Question: What is the Hausdorff dimension of the critical set $$ \Sigma(u)=\{x\in \Omega\mid \nabla u(x)=0\}? $$ For example, can the dimension be bounded above by $n-2$?
(Note that in general the optimal regularity of $u$ is $C^{1,\alpha}_{\mathrm{loc}}(\Omega)$, and if $p$ satisfies the Cordes condition $1<p<3+\frac{2}{n-2}$, then $u$ is also $W^{2,2}_{\mathrm{loc}}(\Omega)$. See Lindqvist's notes.)
Some results I have found: (In a review article by Magnanini)
- When $n=2$ and $1<p<\infty$ (the planar case), it is known that $\Sigma(u)$ consists of isolated points. So this case is solved.
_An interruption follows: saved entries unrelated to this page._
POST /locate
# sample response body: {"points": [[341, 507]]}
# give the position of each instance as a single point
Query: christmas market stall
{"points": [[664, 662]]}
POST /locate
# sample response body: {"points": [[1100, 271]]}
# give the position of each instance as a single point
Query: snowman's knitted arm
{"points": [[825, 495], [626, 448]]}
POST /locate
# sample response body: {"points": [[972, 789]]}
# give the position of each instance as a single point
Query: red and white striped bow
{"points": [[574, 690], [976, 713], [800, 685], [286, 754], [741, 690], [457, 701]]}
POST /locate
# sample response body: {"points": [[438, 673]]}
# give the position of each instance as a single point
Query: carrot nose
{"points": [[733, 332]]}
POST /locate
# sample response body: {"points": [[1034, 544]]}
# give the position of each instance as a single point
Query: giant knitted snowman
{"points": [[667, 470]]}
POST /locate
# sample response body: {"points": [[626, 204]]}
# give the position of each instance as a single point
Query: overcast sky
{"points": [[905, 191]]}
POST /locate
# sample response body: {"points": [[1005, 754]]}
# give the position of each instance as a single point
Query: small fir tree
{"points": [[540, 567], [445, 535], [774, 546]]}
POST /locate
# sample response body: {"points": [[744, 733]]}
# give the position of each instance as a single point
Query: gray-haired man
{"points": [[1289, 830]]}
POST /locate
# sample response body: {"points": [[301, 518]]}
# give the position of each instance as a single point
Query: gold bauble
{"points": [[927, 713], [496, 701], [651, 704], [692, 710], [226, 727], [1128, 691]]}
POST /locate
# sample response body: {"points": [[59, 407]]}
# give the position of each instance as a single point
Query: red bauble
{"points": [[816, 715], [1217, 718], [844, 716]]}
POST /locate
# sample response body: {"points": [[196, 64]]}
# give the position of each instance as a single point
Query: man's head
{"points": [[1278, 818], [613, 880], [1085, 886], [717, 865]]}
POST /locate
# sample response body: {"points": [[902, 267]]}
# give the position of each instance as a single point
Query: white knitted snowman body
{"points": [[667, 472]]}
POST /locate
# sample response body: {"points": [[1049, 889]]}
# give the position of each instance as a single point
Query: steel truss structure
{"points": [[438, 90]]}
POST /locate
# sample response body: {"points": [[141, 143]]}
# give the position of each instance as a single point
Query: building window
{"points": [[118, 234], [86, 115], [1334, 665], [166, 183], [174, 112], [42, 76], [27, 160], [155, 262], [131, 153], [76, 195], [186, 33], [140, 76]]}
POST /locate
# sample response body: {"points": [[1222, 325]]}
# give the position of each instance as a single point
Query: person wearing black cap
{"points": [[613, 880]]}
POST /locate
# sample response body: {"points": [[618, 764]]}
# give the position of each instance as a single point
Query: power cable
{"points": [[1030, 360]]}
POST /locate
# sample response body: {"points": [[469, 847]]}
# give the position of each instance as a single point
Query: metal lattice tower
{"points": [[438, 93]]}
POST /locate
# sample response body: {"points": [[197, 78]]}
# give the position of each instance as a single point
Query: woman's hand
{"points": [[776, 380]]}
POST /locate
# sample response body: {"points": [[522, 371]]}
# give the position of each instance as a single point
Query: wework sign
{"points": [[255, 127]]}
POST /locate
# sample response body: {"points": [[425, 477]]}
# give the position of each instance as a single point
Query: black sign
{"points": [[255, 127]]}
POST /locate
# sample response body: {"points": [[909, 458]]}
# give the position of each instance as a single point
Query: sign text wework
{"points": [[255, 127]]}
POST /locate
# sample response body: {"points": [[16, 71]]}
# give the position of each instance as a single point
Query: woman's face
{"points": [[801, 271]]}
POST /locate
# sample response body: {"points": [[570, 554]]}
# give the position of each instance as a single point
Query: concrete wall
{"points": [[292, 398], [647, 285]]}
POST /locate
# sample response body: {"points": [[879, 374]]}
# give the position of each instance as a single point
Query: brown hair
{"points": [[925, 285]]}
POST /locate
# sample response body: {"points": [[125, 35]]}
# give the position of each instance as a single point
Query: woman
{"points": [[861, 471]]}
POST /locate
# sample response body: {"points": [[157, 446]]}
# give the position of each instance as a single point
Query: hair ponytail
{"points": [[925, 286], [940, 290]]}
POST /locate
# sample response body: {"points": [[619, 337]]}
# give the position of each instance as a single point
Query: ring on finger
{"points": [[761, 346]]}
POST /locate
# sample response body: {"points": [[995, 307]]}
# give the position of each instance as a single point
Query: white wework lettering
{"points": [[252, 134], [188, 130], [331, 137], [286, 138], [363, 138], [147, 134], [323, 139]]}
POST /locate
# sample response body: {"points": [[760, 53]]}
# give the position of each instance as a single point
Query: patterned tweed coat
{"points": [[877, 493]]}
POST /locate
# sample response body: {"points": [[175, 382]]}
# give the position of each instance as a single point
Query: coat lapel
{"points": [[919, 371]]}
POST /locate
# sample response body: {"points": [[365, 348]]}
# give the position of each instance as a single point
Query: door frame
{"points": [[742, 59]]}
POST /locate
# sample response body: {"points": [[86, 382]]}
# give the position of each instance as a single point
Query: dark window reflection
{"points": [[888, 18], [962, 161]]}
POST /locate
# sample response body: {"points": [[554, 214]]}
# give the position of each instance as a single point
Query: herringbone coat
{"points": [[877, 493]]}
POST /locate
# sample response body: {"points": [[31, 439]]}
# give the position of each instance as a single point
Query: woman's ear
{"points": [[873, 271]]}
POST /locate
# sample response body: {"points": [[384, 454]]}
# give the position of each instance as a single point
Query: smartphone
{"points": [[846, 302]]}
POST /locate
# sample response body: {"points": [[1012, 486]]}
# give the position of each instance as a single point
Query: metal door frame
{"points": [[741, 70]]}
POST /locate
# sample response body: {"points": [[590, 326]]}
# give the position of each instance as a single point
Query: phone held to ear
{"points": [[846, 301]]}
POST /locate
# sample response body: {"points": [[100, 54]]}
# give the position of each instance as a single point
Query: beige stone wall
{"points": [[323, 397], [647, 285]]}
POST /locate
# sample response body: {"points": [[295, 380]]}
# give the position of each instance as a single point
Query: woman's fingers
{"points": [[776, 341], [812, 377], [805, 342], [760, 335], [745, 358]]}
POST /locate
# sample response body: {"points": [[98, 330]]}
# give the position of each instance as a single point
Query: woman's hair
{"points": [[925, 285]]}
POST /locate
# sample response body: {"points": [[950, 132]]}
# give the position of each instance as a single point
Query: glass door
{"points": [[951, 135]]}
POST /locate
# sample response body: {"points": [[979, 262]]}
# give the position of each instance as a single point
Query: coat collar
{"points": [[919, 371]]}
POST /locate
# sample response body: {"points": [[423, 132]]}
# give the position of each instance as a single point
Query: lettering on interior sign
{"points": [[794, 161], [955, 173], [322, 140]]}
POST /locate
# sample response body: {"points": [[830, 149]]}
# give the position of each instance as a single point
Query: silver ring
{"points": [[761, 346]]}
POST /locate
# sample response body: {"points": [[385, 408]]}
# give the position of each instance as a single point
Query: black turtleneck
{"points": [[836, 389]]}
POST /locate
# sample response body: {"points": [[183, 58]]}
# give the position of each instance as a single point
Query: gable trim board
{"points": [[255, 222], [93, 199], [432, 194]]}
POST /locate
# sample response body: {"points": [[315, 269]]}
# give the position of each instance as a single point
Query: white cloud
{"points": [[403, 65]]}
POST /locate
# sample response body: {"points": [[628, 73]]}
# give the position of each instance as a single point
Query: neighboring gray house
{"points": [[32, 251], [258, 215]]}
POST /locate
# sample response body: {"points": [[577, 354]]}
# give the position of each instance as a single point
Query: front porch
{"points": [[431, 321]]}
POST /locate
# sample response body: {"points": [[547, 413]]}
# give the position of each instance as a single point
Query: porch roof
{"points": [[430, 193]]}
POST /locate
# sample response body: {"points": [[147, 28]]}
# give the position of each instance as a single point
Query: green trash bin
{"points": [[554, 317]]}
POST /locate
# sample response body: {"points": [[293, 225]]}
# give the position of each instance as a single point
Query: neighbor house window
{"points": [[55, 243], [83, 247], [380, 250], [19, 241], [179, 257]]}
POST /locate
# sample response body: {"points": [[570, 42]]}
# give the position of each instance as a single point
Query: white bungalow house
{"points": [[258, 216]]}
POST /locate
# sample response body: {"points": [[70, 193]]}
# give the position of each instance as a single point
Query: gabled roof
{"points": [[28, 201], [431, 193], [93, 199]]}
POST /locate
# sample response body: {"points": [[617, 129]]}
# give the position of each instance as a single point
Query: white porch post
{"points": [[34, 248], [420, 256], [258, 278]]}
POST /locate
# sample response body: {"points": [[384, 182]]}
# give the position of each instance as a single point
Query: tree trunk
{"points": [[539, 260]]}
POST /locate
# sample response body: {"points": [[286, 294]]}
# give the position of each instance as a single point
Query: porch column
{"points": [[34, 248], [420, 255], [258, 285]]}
The proofs rely on complex function methods, which I don't see generalizing to higher dimensions.
- When $n\geq 3$ and $p=2$ (the linear case), it is known that $\dim_H \Sigma(u)\leq n-2$. The proofs I've seen for this case rely on the Bers approximation (locally approximating a harmonic function by harmonic polynomials), which I am not sure how to generalize to other values of $p$.
References would be appreciated.
Edit 1: As pointed out in the comments, $\Sigma(u)$ may have dimension at least $n-2$, by taking a $p$-harmonic function on the plane $\mathbb{R}^2$ and extending it trivially to $\mathbb{R}^n$. The question has been modified accordingly.